At the end of that straight my Garmin indicated left. It looked like a normal sort of road at first, but once I got past some people unloading their car it looked like this:
Hmmm, I wasn’t expecting that. In fact I had already taken a bit of off-road out of the route when I was designing it before I left. I expected everything to be tarmac. I thought for a few seconds then thought what the hell, let’s do it. It was downhill. I had no idea how long it would take to get back to real road. Deeper into the forest I descended, Around each bend I was looking for signs that I might be reaching civilisation. But no such reassurance was forthcoming. The surface was ridiculously bad in places. I looked at my Garmin and saw that I was doing 5 mph, and that’s downhill! I was so busy trying to find the right line among the rocks and potholes. I was aware that there was a good chance of a puncture. I’d had one before on a track like this. All sorts of thoughts were going through my mind: What if I had to climb all the way back again because of a dead end; what if I had multiple punctures and ran out of daylight (it was getting late in the day because of my delayed start); what if I were attacked by a bear!
It was beautifully peaceful there.
At one point I heard a motorbike way off in the distance, but that meant nothing – they are so loud these days it may have been 5 miles away for all I knew!
After winding down for ages there was suddenly a turn, and I could see on the Garmin that I was by a river (even though I couldn’t see it). What I didn’t know until later was that, at that point, I was about 15 metres from France! The border was just to my right, somewhere in the woods. I wonder if there was anything there?
I followed the track by the unseen river. I saw a gate to my left – yes, signs of civilisation! Then a house. But still no road was in sight. Shortly after that, the inevitable happened – I had a puncture in my front tyre – at least it was the front – easier to do.
The good news was that I then heard a car pass quite nearby somewhere through the woods. First I got off the bike and started walking – I don’t know what I was thinking – I think I assumed that the road must be quite near. Or maybe I was looking for a ‘suitable’ place to fix the puncture – but the whole track was unchanging so I stopped walking. Anyway the walking was scuffing my brand-new cleats!
I changed the tube. Frustratingly it was one of those stupid tubes where the valve hadn’t been screwed in properly at the factory, so after pumping it up the valve insert came unscrewed as I unscrewed the pump! I tightened it up and did it again.
Eventually I continued riding. I heard another car. Still no road was forthcoming! I thought to myself that if it comes to it I’ll carry my bike on my shoulder up through the woods to the road! Then I saw a sign – at last!
Fifty metres further on I rejoined the real road. The road was a lovely descent next to the Semois river.
And then – what’s this I see? Some motorhomes on the other bank
That could be a useful place to park I thought, especially as the campsite I had in mind was not open. Over the bridge, I rode down to where the vans were and sure enough it was a parking spot for motorhomes.

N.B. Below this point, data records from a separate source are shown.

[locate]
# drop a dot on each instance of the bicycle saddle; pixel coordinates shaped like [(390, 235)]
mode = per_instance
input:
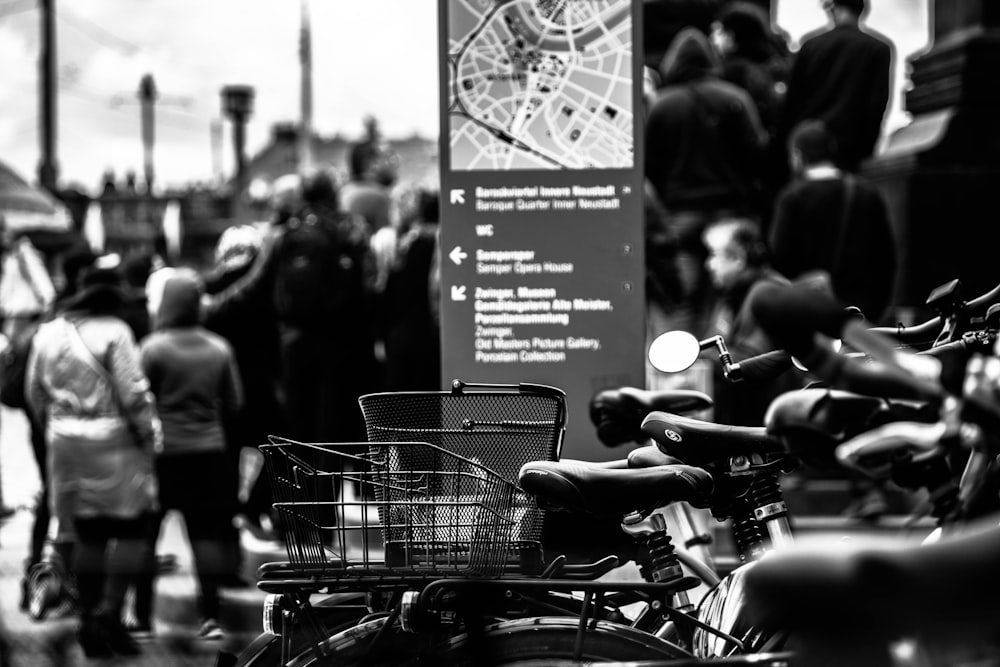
[(649, 456), (943, 589), (812, 422), (701, 443), (578, 486), (617, 412)]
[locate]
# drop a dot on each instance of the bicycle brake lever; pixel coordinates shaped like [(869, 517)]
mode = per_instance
[(923, 439)]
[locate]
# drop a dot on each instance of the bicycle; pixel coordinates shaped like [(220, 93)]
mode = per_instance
[(911, 591), (426, 415)]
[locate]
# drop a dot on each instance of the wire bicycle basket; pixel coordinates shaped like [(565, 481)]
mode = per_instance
[(356, 510), (499, 426)]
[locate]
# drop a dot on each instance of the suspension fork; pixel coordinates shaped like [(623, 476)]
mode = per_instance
[(766, 499), (660, 564)]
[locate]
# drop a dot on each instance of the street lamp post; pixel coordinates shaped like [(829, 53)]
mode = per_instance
[(237, 105)]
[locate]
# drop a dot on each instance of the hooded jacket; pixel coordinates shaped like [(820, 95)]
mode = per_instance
[(704, 139), (192, 372)]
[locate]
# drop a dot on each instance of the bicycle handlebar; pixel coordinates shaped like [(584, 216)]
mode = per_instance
[(793, 315), (927, 332), (762, 367)]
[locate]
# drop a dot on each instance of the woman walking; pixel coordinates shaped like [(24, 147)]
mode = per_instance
[(86, 389)]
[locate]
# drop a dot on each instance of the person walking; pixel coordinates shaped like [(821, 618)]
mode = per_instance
[(251, 328), (193, 375), (704, 141), (739, 267), (87, 391), (842, 75), (833, 225)]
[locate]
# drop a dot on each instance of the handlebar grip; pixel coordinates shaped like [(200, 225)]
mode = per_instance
[(919, 334), (791, 314), (765, 366), (872, 378)]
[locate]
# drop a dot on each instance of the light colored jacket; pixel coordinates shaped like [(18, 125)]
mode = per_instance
[(100, 447)]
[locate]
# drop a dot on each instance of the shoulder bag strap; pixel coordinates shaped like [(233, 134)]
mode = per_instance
[(845, 222), (91, 360)]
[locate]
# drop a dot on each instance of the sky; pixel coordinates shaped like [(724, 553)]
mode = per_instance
[(377, 57)]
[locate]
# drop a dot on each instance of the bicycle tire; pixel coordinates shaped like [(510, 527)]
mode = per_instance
[(521, 641)]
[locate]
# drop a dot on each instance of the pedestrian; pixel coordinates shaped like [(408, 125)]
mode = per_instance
[(834, 226), (412, 335), (841, 75), (193, 375), (752, 57), (704, 141), (251, 328), (87, 391), (738, 266), (372, 170)]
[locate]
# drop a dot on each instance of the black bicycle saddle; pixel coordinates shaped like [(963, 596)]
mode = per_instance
[(617, 413), (701, 443), (578, 486)]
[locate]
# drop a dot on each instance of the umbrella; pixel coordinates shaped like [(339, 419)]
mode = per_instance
[(25, 208)]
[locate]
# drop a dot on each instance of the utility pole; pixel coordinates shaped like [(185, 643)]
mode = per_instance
[(237, 105), (48, 170), (148, 96), (305, 63)]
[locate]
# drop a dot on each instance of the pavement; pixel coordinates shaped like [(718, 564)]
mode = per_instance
[(51, 641)]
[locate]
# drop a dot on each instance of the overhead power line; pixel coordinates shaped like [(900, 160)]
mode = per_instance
[(100, 35), (17, 7)]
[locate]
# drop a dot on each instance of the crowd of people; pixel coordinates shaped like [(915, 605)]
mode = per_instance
[(145, 383), (753, 154)]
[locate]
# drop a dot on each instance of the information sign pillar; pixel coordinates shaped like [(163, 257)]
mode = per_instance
[(542, 261)]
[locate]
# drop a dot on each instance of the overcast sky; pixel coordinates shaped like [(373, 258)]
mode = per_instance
[(369, 57)]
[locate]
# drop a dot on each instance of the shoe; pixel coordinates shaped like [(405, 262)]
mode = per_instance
[(210, 629), (166, 563), (139, 630), (93, 640), (117, 637)]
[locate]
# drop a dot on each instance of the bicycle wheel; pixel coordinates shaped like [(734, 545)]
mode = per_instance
[(529, 640), (521, 641), (337, 612)]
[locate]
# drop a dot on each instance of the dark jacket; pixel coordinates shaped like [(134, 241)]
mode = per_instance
[(841, 76), (191, 371), (804, 237), (704, 140)]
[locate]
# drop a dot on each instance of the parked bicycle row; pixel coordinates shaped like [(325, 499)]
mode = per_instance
[(424, 544)]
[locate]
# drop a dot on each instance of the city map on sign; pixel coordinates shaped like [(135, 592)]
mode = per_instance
[(540, 84)]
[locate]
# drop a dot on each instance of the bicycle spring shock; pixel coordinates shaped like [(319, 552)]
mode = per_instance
[(662, 564), (767, 498), (747, 535)]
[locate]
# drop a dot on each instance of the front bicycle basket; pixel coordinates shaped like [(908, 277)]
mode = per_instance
[(354, 510), (500, 427)]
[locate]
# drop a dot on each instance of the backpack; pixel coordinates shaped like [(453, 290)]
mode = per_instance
[(320, 269)]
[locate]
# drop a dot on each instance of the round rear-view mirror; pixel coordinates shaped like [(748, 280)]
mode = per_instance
[(674, 351)]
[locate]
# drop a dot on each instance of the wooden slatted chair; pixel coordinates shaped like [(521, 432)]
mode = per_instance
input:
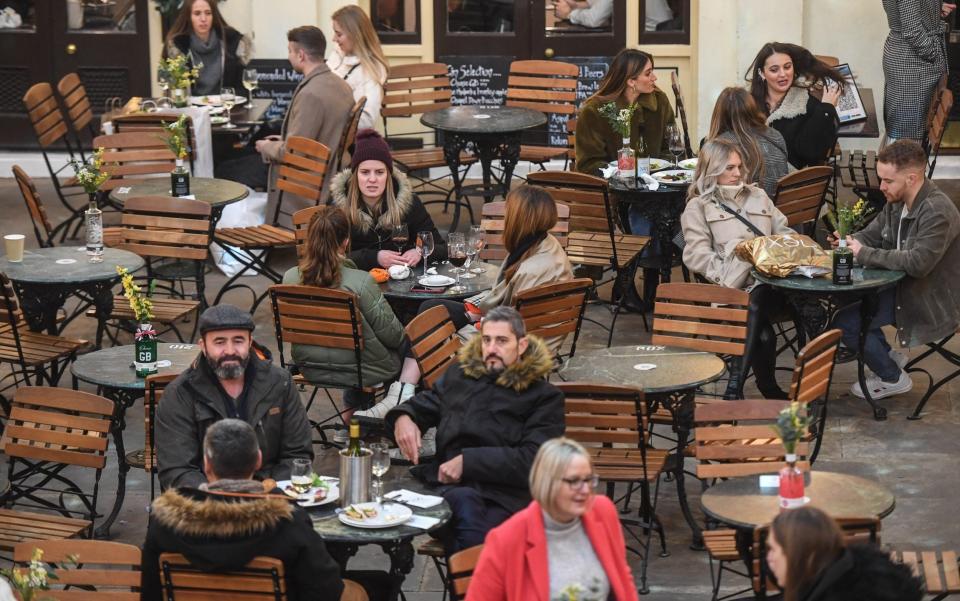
[(304, 168), (611, 422), (104, 570), (800, 196), (546, 86), (411, 90), (593, 240), (50, 430), (51, 131), (33, 357), (555, 311), (492, 223)]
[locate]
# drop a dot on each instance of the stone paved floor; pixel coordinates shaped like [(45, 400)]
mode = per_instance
[(912, 458)]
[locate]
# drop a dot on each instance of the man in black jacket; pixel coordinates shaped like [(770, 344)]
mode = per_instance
[(229, 520), (229, 381), (492, 410)]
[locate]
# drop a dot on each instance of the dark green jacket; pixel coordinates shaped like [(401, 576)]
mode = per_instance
[(597, 144)]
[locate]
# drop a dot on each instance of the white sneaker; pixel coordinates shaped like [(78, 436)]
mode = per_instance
[(880, 389), (397, 394)]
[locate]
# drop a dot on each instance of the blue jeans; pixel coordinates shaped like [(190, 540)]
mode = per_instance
[(876, 350)]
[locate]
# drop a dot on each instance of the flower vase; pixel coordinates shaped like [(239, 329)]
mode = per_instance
[(145, 350), (791, 484), (93, 220)]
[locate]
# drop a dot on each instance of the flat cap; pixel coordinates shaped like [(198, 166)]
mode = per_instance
[(224, 317)]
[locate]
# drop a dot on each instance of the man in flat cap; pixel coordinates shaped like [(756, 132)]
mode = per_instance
[(228, 380)]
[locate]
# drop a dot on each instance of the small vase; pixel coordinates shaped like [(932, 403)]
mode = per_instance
[(145, 350), (93, 219), (791, 484), (179, 180)]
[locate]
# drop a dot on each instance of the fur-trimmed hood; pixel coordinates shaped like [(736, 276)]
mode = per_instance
[(402, 191), (533, 365)]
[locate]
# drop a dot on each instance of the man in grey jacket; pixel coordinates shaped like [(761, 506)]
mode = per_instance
[(228, 380), (917, 232)]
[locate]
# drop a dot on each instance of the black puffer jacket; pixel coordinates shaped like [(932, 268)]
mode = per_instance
[(497, 422), (368, 238), (864, 573)]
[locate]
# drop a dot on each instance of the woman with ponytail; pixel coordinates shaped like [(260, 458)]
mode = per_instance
[(325, 265)]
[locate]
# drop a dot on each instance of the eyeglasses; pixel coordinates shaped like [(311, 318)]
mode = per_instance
[(577, 483)]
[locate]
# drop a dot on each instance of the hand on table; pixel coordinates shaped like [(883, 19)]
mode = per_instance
[(407, 435)]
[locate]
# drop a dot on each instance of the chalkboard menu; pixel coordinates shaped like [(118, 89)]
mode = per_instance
[(277, 81)]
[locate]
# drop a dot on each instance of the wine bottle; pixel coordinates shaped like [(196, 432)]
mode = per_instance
[(355, 448)]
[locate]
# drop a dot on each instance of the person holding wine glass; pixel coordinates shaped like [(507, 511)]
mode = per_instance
[(378, 198), (219, 51)]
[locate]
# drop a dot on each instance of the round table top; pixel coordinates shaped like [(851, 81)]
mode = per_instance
[(113, 367), (863, 279), (673, 368), (740, 502), (217, 192), (400, 289), (68, 265), (477, 120)]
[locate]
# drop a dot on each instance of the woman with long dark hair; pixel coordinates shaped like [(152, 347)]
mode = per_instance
[(201, 33), (737, 118), (798, 93)]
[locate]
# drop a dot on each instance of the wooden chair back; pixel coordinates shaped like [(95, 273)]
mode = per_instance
[(460, 569), (800, 195), (702, 317), (260, 580), (554, 311), (348, 135), (492, 222), (104, 570), (42, 228), (166, 227), (682, 113), (434, 343), (45, 115), (74, 96), (736, 438)]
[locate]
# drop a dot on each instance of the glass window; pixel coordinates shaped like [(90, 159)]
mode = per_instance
[(101, 15), (17, 15), (396, 21), (665, 22)]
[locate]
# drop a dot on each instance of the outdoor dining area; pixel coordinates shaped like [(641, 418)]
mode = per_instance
[(713, 385)]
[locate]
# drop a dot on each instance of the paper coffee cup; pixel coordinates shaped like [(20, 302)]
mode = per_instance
[(13, 246)]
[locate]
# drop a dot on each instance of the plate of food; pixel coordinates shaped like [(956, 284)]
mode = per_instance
[(375, 515), (323, 490), (673, 177)]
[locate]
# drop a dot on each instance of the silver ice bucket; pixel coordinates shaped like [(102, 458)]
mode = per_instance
[(355, 475)]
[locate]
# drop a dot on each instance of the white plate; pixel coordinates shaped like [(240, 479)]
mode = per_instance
[(661, 176), (333, 493), (388, 516), (436, 281)]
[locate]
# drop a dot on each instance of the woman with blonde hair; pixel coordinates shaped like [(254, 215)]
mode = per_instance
[(737, 118), (568, 539), (325, 265), (358, 58), (721, 212)]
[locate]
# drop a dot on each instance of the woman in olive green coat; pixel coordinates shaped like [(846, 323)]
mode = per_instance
[(324, 265)]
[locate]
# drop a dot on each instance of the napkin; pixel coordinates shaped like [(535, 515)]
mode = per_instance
[(408, 497)]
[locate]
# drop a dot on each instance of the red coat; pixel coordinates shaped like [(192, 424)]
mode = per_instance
[(513, 564)]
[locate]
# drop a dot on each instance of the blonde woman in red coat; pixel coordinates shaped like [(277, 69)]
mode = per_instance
[(566, 544)]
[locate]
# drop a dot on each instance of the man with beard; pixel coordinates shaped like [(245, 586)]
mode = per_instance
[(228, 381), (493, 409)]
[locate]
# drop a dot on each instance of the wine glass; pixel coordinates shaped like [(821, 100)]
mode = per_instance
[(675, 143), (477, 238), (228, 98), (425, 246), (380, 464)]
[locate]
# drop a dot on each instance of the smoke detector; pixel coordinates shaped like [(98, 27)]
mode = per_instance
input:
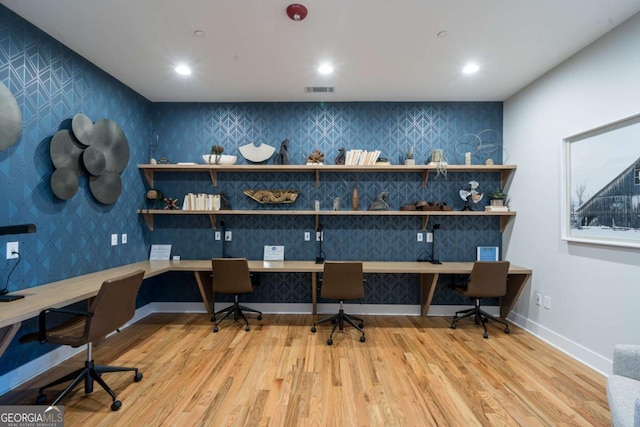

Yay!
The remainder of the ride was a climb back to Rochehaut, where I was parked. On the way there was another view of Frahan, from a different angle.
Also on that section the Garmin once again indicated that I should take a forest trail – no f*cking way! I thought to myself!
When I got back to my van I hurriedly packed everything away and drove to that spot I’d seen by the river before it got dark. It was amazingly peaceful there. So everything worked out OK in the end!